We need to read and count different types of messages/run
some statistics on a 10 GB text file, e.g a FIX engine
log. We use Linux, 32-bit, 4 CPUs, Intel, coding in Perl but
the language doesn’t really matter.
I have found some interesting tips in Tim Bray’s
WideFinder project. However, we’ve found that using memory mapping
is inherently limited by the 32 bit architecture.
We tried using multiple processes, which seems to work
faster if we process the file in parallel using 4 processes
on 4 CPUs. Adding multi-threading slows it down, maybe
because of the cost of context switching. We tried changing
the size of thread pool, but that is still slower than
simple multi-process version.
The memory mapping part is not very stable, sometimes it
takes 80 sec and sometimes 7 sec on a 2 GB file, maybe from
page faults or something related to virtual memory usage.
Anyway, Mmap cannot scale beyond 4 GB on a 32 bit
architecture.
We tried Perl’s IPC::Mmap and Sys::Mmap. Looked
into Map-Reduce as well, but the problem is really I/O
bound, the processing itself is sufficiently fast.
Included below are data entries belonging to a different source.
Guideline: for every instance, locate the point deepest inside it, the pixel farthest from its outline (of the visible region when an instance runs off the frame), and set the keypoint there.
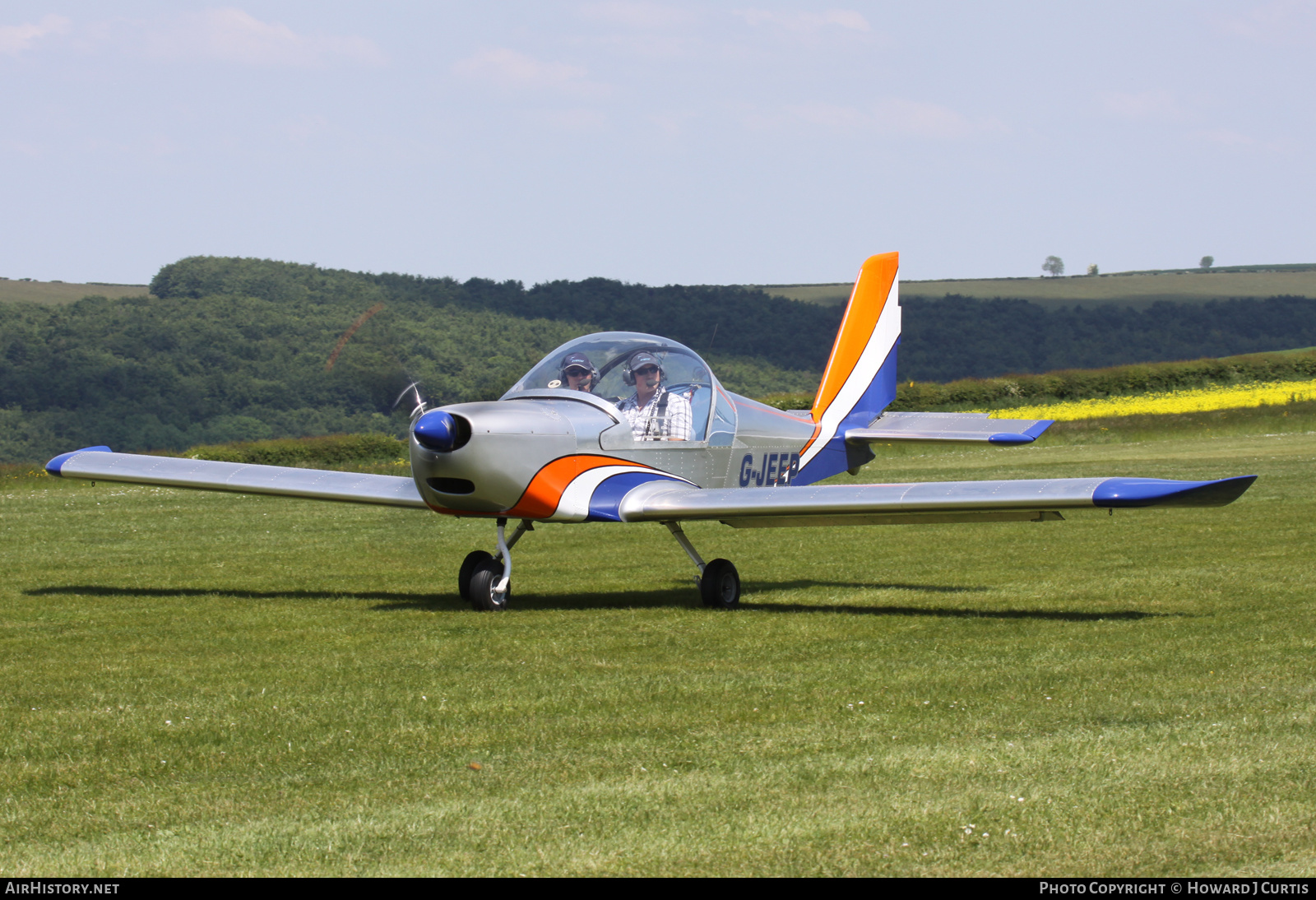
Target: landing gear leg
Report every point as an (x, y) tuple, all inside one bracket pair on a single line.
[(719, 582), (490, 581)]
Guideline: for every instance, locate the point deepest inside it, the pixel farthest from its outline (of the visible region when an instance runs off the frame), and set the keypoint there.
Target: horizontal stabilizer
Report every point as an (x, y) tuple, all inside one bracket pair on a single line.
[(947, 502), (207, 476), (964, 428)]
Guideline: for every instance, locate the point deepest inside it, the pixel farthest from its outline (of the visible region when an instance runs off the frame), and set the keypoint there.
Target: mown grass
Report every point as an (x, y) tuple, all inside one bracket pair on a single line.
[(202, 683), (1123, 289)]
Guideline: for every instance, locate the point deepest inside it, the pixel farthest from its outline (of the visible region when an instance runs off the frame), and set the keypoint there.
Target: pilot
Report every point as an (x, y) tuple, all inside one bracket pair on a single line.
[(578, 374), (655, 414)]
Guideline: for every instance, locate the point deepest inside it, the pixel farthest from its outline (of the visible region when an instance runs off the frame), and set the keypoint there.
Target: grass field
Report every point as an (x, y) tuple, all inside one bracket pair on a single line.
[(203, 683), (54, 294), (1125, 290)]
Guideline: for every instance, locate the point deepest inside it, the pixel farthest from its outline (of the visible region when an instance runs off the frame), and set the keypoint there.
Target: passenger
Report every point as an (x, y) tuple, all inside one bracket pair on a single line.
[(655, 414), (578, 374)]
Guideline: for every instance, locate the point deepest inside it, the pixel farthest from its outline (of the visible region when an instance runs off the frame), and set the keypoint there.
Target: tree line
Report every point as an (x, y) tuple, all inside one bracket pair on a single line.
[(236, 349)]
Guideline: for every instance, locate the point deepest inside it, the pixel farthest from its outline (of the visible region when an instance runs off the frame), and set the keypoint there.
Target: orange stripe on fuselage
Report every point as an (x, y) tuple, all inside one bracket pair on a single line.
[(545, 489), (869, 298)]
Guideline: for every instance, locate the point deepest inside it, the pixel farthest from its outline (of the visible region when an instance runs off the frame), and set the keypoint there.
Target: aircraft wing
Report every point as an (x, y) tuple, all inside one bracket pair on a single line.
[(100, 465), (923, 503), (964, 428)]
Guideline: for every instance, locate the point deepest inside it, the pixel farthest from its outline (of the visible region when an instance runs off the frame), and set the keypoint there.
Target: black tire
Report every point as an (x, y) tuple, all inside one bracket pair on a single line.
[(721, 584), (484, 581), (464, 577)]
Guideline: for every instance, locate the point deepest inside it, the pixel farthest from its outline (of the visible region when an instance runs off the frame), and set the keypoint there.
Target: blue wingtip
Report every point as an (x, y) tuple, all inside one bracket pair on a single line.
[(58, 462), (1132, 492)]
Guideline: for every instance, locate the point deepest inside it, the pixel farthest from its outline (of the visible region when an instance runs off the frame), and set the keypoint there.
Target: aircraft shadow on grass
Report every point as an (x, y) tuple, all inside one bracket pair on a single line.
[(396, 601)]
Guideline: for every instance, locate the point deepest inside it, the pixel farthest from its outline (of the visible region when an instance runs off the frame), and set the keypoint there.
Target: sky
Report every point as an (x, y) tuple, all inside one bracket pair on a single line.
[(657, 142)]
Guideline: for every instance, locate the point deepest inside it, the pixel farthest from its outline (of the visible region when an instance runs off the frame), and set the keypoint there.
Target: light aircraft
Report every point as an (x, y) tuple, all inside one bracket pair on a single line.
[(546, 452)]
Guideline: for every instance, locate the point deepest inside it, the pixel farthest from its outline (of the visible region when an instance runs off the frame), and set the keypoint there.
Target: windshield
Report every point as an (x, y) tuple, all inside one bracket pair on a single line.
[(607, 360)]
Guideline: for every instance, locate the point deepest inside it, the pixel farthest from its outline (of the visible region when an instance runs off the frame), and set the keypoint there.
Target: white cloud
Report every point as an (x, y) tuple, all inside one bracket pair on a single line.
[(15, 39), (807, 22), (511, 68), (635, 13), (1286, 22), (1147, 104), (234, 35), (897, 116)]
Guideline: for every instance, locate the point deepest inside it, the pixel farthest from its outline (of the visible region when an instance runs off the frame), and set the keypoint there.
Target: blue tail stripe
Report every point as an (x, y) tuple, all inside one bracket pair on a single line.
[(836, 456)]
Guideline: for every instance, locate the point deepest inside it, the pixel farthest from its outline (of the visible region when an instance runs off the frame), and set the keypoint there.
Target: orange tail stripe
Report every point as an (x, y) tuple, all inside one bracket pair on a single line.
[(543, 495), (869, 298)]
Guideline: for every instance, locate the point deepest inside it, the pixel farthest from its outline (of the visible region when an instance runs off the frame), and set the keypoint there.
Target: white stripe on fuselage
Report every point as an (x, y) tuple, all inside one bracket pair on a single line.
[(574, 504)]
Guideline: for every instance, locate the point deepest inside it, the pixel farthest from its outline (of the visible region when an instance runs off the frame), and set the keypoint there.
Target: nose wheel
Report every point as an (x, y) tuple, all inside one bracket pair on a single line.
[(719, 582), (484, 579)]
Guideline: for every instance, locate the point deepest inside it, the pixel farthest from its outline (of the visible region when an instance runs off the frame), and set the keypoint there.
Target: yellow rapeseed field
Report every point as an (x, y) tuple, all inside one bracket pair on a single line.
[(1232, 397)]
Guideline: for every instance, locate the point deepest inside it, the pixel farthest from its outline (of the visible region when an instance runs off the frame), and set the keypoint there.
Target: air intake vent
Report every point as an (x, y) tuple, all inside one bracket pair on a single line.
[(451, 485)]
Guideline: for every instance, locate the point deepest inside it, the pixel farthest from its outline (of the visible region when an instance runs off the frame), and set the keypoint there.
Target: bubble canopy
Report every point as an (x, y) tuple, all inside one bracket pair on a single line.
[(609, 353), (684, 373)]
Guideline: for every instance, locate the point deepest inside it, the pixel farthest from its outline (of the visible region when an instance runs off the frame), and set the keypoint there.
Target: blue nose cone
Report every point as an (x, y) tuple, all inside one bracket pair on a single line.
[(436, 430)]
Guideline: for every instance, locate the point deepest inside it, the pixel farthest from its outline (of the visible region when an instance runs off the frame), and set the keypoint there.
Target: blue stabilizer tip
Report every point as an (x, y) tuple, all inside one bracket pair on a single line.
[(57, 463)]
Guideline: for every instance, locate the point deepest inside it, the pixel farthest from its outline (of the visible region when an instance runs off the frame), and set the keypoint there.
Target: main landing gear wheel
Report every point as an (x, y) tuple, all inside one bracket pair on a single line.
[(484, 581), (464, 577), (719, 587)]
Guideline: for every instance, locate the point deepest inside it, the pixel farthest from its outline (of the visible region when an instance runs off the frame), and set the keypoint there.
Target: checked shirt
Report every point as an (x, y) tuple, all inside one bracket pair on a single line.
[(645, 424)]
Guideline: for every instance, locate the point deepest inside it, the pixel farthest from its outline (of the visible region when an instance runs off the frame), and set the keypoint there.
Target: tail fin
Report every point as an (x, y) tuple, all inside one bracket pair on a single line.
[(860, 379)]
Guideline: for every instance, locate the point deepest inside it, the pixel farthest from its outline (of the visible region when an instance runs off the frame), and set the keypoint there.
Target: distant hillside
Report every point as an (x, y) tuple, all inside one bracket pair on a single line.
[(1138, 290), (229, 349), (63, 292)]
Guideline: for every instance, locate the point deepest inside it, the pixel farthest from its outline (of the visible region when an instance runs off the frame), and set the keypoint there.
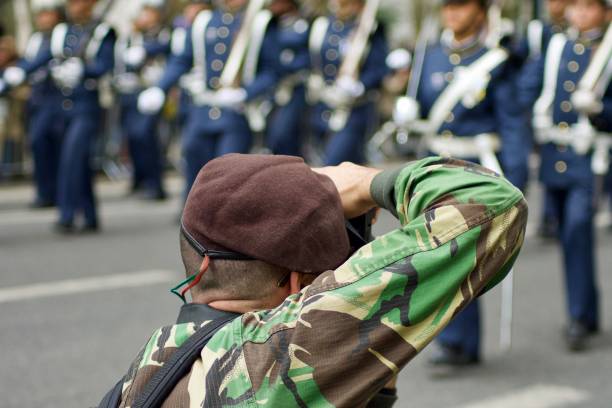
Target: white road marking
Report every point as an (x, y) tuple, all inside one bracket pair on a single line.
[(535, 396), (82, 285)]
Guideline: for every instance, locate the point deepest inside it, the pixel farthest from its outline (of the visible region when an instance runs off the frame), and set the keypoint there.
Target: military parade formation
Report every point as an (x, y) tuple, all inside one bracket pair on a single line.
[(261, 75)]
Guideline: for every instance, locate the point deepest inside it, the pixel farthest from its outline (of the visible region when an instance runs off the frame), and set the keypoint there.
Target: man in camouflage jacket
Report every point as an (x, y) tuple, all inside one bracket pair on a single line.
[(339, 340)]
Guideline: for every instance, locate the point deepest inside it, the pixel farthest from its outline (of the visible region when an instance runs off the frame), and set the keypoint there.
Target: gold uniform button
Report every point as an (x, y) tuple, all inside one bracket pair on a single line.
[(579, 49), (454, 59), (560, 166), (573, 66), (214, 113), (220, 48), (566, 106)]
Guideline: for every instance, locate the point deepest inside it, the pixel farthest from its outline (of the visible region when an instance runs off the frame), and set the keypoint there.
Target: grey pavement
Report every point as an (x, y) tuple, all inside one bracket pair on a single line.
[(75, 311)]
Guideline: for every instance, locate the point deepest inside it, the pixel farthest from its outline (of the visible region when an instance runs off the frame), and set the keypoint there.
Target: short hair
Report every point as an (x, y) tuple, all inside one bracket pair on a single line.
[(231, 279)]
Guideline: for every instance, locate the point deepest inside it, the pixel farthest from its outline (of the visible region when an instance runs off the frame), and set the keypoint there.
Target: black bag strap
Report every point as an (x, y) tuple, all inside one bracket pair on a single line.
[(112, 399), (173, 370)]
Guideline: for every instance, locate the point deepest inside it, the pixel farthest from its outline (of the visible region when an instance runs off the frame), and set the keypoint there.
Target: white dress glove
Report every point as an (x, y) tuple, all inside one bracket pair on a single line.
[(151, 100), (134, 56), (69, 73), (14, 76), (230, 97), (586, 102), (406, 111)]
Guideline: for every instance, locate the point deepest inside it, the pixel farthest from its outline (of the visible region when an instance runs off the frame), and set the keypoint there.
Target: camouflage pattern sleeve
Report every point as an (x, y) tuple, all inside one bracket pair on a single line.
[(338, 341)]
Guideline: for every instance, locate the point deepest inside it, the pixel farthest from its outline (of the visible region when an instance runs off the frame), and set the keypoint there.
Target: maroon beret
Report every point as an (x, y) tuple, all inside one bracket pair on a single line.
[(271, 208)]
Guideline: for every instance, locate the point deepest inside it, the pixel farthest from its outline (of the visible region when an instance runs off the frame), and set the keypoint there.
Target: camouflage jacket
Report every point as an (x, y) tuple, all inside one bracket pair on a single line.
[(339, 340)]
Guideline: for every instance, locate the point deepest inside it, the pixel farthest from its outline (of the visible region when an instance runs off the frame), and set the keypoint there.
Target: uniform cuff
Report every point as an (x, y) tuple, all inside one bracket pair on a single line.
[(382, 189)]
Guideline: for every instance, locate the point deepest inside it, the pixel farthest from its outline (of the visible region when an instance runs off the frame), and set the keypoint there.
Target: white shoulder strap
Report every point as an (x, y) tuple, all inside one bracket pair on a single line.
[(460, 86), (95, 43), (258, 32), (177, 43), (597, 66), (315, 42), (542, 106), (535, 31), (58, 38), (198, 40), (33, 46)]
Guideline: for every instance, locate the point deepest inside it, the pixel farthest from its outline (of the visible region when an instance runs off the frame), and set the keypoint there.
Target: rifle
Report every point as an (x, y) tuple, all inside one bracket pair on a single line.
[(352, 61)]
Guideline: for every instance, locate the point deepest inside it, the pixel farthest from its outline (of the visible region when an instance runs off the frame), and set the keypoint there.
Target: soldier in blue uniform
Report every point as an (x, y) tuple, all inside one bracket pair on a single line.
[(572, 116), (43, 105), (334, 92), (217, 122), (463, 96), (81, 52), (285, 130), (535, 43), (140, 58)]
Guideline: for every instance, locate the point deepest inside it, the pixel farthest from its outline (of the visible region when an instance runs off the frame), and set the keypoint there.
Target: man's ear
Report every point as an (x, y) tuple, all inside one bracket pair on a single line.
[(295, 282)]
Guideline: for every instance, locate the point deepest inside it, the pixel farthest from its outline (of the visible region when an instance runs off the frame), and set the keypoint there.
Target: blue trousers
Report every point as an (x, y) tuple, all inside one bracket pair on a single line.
[(143, 141), (575, 210), (75, 189), (203, 141), (45, 139), (348, 143), (286, 125)]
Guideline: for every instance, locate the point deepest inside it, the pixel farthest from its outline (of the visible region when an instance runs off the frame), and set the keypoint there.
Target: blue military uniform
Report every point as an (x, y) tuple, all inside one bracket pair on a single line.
[(286, 123), (347, 144), (44, 130), (141, 130), (566, 173), (80, 114), (485, 111), (212, 131)]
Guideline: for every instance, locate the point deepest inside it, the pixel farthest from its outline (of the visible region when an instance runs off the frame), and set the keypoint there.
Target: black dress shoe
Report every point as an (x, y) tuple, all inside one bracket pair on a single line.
[(90, 228), (548, 229), (39, 204), (64, 228), (447, 356), (577, 335)]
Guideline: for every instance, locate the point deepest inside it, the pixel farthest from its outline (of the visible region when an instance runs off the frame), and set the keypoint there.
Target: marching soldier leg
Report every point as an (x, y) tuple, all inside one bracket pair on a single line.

So we decided to try optimize the basic I/O by tuning
buffering size, type, etc.
Can anyone who is aware of an existing project where this
problem was efficiently solved in any language/platform
point to a useful link or suggest a direction?
Most of the time you will be I/O bound not CPU bound, thus just read this file through normal Perl I/O and process it in single thread. Unless you prove that you can do more I/O than your single CPU work, don’t waste your time with anything more. Anyway, you should ask: Why on Earth is this in one huge file? Why on Earth don’t they split it in a reasonable way when they generate it? It would be magnitude more worth work. Then you can put it in separate I/O channels and use more CPU’s (if you don’t use some sort of RAID 0 or NAS or …).
Measure, don’t assume. Don’t forget to flush caches before each test. Remember that serialized I/O is a magnitude faster than random.